Module 36: Background Checks and Social Networking Websites
Jim: So these are the finalists?
Abby: Yep. Seven folks, three openings.
Jim: It's always nice to see names matched with faces. Dale gave me his rundown yesterday, but this is the first time I’m seeing the pictures in person. So what have you got for me?
Abby: Well, I did exactly what you asked me to. No aggressive data mining. I just looked at their Facebook pages, Twitter accounts. I didn't try to use any sneaky back doors to get around the privacy settings; I just looked at the things they posted online that anybody in the world can see.
Jim: Excellent. Who's up first?
Abby: Anderson. Nothing much on her. Some party pictures with friends. Some show her with alcohol. She's twenty-two now, in some of the shots she might be under twenty-one, I guess. Nothing wild. Some poetry, quotes from movies, that kind of thing. She seems nice.
Jim: Dale thought so too. He ranked her fifth out of seven. Pleasant in person, decent grades, resume a little thin he told me. What about Baker?
Abby: Baker had substantially more party pictures.
Jim: How substantially?
Abby: Really substantially. Lots of booze. Bonging beers. Drinking whisky from a bottle with no shirt on. And, what's it called when your friends lift your legs up over your head and you chug beer from a keg upside down?
Jim: Can't remember. An inversion, maybe?
Abby: Let’s just say Mr. Baker seems to have been very active on the party scene.
Jim: Interesting. He has a 4.0 grade point average. Dale ranked him fourth overall. Decent interview and weak internship to go with the GPA. Any drugs in those photos?
Abby: Not that I saw. Cigarettes, yes. Alcohol, tons. But no drugs.
Jim: All right. Cooper?
Abby: He's the last of the party boys. More party shots than Anderson, but less than Baker. The only new thing with him was that he posted a photo of a topless girl in a series called "New Orleans Road Trip." Looks like a Mardi Gras trip – he had lots of beads.
Jim: Is the girl in the background?
Abby: No, she's the only thing in the picture.
Jim: Okay. Dale ranked him third overall. Said he had a great internship.
Abby: Next we have Daniels. Not much on her, but there is one tweet worth mentioning.
Jim: A tweet!
Abby: She sent this an hour after her interview with Dale: [reading from her file] “Just interviewed with giant bald dork at AlphaCo. Think the loser liked me. We'll see. Hope I get an offer from BetaCo. Can't imagine working for that guy.”
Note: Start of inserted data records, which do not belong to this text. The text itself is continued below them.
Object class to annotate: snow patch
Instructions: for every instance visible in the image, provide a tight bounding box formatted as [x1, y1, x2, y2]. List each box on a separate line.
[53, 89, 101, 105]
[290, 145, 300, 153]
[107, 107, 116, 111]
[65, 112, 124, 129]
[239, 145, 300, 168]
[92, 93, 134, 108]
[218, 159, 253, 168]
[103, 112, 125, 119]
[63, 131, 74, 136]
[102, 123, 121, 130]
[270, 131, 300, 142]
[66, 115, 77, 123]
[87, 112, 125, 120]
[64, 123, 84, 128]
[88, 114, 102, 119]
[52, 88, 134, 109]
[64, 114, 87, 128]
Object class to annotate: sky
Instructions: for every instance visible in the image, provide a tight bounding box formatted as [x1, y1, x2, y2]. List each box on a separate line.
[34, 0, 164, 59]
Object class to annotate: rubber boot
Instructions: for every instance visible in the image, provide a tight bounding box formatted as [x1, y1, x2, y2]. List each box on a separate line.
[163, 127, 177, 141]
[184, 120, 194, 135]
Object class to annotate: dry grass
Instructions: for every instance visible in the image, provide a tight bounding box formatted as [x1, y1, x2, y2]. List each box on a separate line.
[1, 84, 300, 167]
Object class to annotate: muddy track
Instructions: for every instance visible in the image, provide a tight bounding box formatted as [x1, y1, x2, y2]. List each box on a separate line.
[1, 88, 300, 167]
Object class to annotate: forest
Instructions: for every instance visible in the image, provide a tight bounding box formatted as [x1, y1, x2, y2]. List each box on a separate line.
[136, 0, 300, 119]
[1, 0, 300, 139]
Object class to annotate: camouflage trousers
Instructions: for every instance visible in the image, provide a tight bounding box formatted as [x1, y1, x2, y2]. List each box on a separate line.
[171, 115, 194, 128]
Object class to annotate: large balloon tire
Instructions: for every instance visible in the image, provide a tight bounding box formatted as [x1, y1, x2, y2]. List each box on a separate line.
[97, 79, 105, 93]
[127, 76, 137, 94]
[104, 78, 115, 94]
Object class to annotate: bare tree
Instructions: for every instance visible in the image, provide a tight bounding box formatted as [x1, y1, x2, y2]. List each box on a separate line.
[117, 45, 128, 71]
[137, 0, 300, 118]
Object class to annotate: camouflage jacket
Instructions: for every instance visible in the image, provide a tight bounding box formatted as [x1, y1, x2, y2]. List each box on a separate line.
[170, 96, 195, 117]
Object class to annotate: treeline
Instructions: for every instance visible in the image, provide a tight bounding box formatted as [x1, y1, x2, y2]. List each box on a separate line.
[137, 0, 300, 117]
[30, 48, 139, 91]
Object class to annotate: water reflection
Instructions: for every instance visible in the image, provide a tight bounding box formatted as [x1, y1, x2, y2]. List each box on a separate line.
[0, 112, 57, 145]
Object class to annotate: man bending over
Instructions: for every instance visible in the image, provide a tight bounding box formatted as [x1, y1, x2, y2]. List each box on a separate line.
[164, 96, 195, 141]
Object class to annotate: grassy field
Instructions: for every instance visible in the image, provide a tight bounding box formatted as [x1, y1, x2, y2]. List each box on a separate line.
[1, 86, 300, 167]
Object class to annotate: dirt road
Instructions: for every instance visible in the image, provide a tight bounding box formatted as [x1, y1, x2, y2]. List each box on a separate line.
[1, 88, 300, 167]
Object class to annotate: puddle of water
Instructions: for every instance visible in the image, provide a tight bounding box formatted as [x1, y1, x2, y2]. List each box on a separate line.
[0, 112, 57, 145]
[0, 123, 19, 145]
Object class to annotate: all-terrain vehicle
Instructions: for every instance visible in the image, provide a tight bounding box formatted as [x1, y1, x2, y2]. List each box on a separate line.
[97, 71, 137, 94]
Jim: This really isn't funny.
Abby: Oh, no.
Jim: I mean, we're plan B for her, and she's talking about her potential boss behind his back. But she's, you know…right.
Abby: So right!
Jim: Well, Dale didn't much like her either. He ranked her sixth. So what about Franklin?
Abby: Franklin…does have a specific issue. On his page, one of the pictures shows Franklin without a shirt and kind of from behind. He has a tattoo about the size of a playing card on his right shoulder blade…
Jim: That's it? Abby, lots of these kids that interview with us probably have tattoos. If it's not visible when he's in a suit, I really don't see…
Abby: It's not a regular tattoo or I wouldn't make a big deal out of it. It's very distinctive; it seemed like I had seen one like it before, maybe on TV. So I started looking around the Internet and eventually I found it. It's a hate group.
Jim: Dang! Dale ranked him first. He thought Franklin was absolutely terrific. Are you sure it was a match? I mean, might he have a similar tattoo?
Abby: 100 percent sure. The coloring, design, script, and motto are absolutely identical. This isn't something generic that Franklin got out of a catalog at a tattoo parlor.
Jim: And they're really bad?
Abby: They're very into Hitler.
Jim: I see.
Abby: Look, maybe he got it without knowing much about the group. Maybe he did just see the design and thought it was cool. Maybe he has no idea about what it represents.
Jim: Possibly, I suppose. I want to look at his page myself later. Let's do the next one, Gordon. What's the scoop on Ms. Gordon?
Abby: There is no scoop on her. No Facebook page. No MySpace. Nothing. She hardly comes up if you Google her.
Jim: Well, that's okay. I don't have any social networking stuff.
Abby: You're thirty-five. Look, I'm not saying it's a bad thing, it’s just she’s the only one of all these candidates without a substantial online profile. Maybe she’s a loner.
Jim: Or she might just interact with humans in person. Or she might really value her privacy.
Abby: Maybe so.
Jim: Well, Dale wasn't wowed by her. Ranked her seventh overall. “Bland personality, bland resume,” he told me. She does have good grades.
Abby: Sounds about right. You ready for some more?